From looking around it seems like there are
- In each dimension (greater than 1, 2, or maybe 3*) essentially a finite number of possible central extensions of the Super-Poincaré algebra (of various N or (N,M) extended supersymmetry) up to continuous parameters that don't essentially change the algebra (except maybe at special values defined by at most a finite number of algebraic relationships between the central charges Edit: I realized that the lie superalgebra doesn't actually encode any information about the central charges other than that they are non-zero and commute, so any relationships betwen them would be in the representation, not the algebra, I think).
- For each Super-Poincaré algebra with central extension a finite number of supermultiplet representations that are non-negative mass squared and do not contain spins greater than 2.

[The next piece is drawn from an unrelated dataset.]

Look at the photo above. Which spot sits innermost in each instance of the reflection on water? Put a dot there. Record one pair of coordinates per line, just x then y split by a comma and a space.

The classification of the central extensions is certainly non-trivial and because of various kinds of short multiplets the categorization of the physically relevant irreducible supermultiplets is possibly non-tivial.

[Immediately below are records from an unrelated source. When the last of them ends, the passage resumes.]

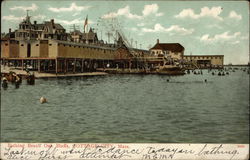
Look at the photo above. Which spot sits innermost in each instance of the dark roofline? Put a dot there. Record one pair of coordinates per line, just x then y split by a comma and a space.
203, 55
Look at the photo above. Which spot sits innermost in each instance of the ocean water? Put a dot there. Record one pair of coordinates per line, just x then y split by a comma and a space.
129, 108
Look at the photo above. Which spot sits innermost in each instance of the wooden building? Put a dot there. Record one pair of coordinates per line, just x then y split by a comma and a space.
205, 61
174, 51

It seems that because of the eccentricities of lower dimension Lorentz groups that the set of possibilities is very irregular, but because everything is finite it feels like a complete list could be enumerated, perhaps by computer, but I can't find anything even approaching it.
*I know that in lower dimensions there are more possibilities for supersymmetry because of anyons and similar phenomena. I wouldn't be surprised if below a certain dimension it becomes infinitely more complicated, but I don't know if and where that happens.